I woke up this morning to the sound of crashing trees. My neighbour, who lives in a house that is probably half-a-century old, was getting six trees on his grounds cut down. The plot next door to his is the site of a construction project and the trees were being cut to make room for a new compound wall. As I watched through the window, the trees were brought down, chopped up and divided into timber and leaves. The leaves were gathered together in thick bunches and burned.
I have been expecting this day for some years now. While those trees did not belong to me, they had been the dominant theme of the view out of my window. My east-facing room had allowed me to watch the morning sunlight filter through their leaves every day for the seventeen-odd years I have been living in that house. However, my neighbour’s house and the old building next to it were both decades old, and anything old in the ever-changing city of Bengaluru is marked for demolition and transformation. My own house was built on a site which once hosted an eighty-year old family home where my grandfather had grown up (we didn’t have any trees to cut though). I knew that sooner or later, the trees would go.
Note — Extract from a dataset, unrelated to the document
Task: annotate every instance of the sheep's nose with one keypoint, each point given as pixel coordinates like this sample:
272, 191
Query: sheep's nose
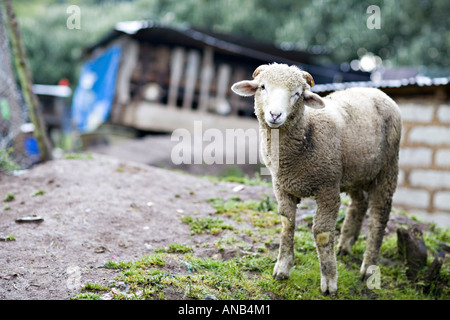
275, 116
The changes sweeping through Bengaluru’s landscape have been going on long before I was born. I recently stumbled across an old magazine article from 1983, which talked about how the city’s residents were worried about the new changes in the landscape, employment patterns, and businesses occupying Bengaluru. Thirty five years later, two new generations have grown up in Bengaluru never knowing a life without rapid change. Yet, they have never really adjusted to a life of such regular transformation. A few years ago, I had interviewed a retired bureaucrat who told me stories of how, in the 90s, citizens used to meet on weekends in public schoolrooms to plan environmental advocacy campaigns. Today, similar campaigns have only grown in size, planned on Facebook groups and WhatsApp communities, yoking one set of changes against others.
I remain in two minds about this. On one hand, like every old Bangalorean, I experience nostalgia for a city that once was. On the other hand, both my work as an urban researcher and my personal experiences tell me that bringing back the city of the past is foolishness. Indeed, there are many things about the new Bengaluru that I’m grateful for. There is less division between the old city and the cantonment with younger Bangaloreans caring less about such divides. Civic participation is growing, with more citizens taking active roles to better their neighbourhoods. The Metro has made people excited about public transport again. Ride-sharing apps mean that I need to worry less about being stranded in the city with no transport home. Newer large real estate projects have become smarter about their designs, trying to become more than just air conditioned glass boxes (they have, however, a long way to go before they become socially inclusive and eco-friendly spaces). Retreating into homogenous and exclusionary gated communities as a way to ‘escape the city’, while still common, is slowly being criticised.
Yet, my anxiety about what’s happening to Bengaluru doesn’t go away. This is largely because of how fleeting and impermanent everything feels. When the Bengaluru Metro opened the fantastic Rangoli Art Centre on M.G. Road, my first thought was “how long will this last, before some financial auditor labels this an unnecessary expense?”. The campaigns against the Airport Road’s Steel Flyover in 2016 were a fantastic demonstration of how citizens could get together to push for change. Yet, there is now the bigger challenge of elevated road corridors criss-crossing the city. Success stories of restored lakes have to deal with new challenges, such as waste dumping and wetland encroachment. Sometimes the pace of change can be overwhelming. Tree-felling is a good example, with trees that have stood for decades disappearing in hours. My work as an urban researcher requires me to keep track of all that’s happening in the city and I regularly battle waves of depression while trying to cope with everything.
However, I can’t afford to be naive either. My work and research show me how much of the current change in both Bengaluru and India is being driven by agricultural distress, economic displacement, jobless growth, lack of industry, and a global slowdown pushing excess capital into unhealthy sectors in search of returns. It’s possible that the current trend of breaking down old houses was prompted by a slowdown in selling larger township-scale projects, forcing some contractors to move to smaller sites in search of revenue. Construction remains an employment-heavy sector and in the absence of alternatives, we should acknowledge that construction provides jobs to people who cannot not find them elsewhere. Change has very real roots that one must deal with.
This is why, instead of just bemoaning change, it becomes necessary to understand its nature and yoke it to serve the goals we want to achieve. For instance, I no longer grumble about old buildings making way for new ones. Instead, I try and encourage people to consider new designs which would preserve existing greenery or make space for new trees. Instead of seeing lakes as a preservation of a rural or sylvan past, I now argue for seeing them as an alternative way of building urban public spaces (which, in fact, they are). I don’t claim these are magic bullets (nor should anyone else) and I continue to battle depression as I go about my work. Not everyone listens, not everyone cares. But it’s better to navigate a maze than to try and bulldoze through its bushes. Hopefully, once we find our way out, we’ll emerge more or less better than when we went in.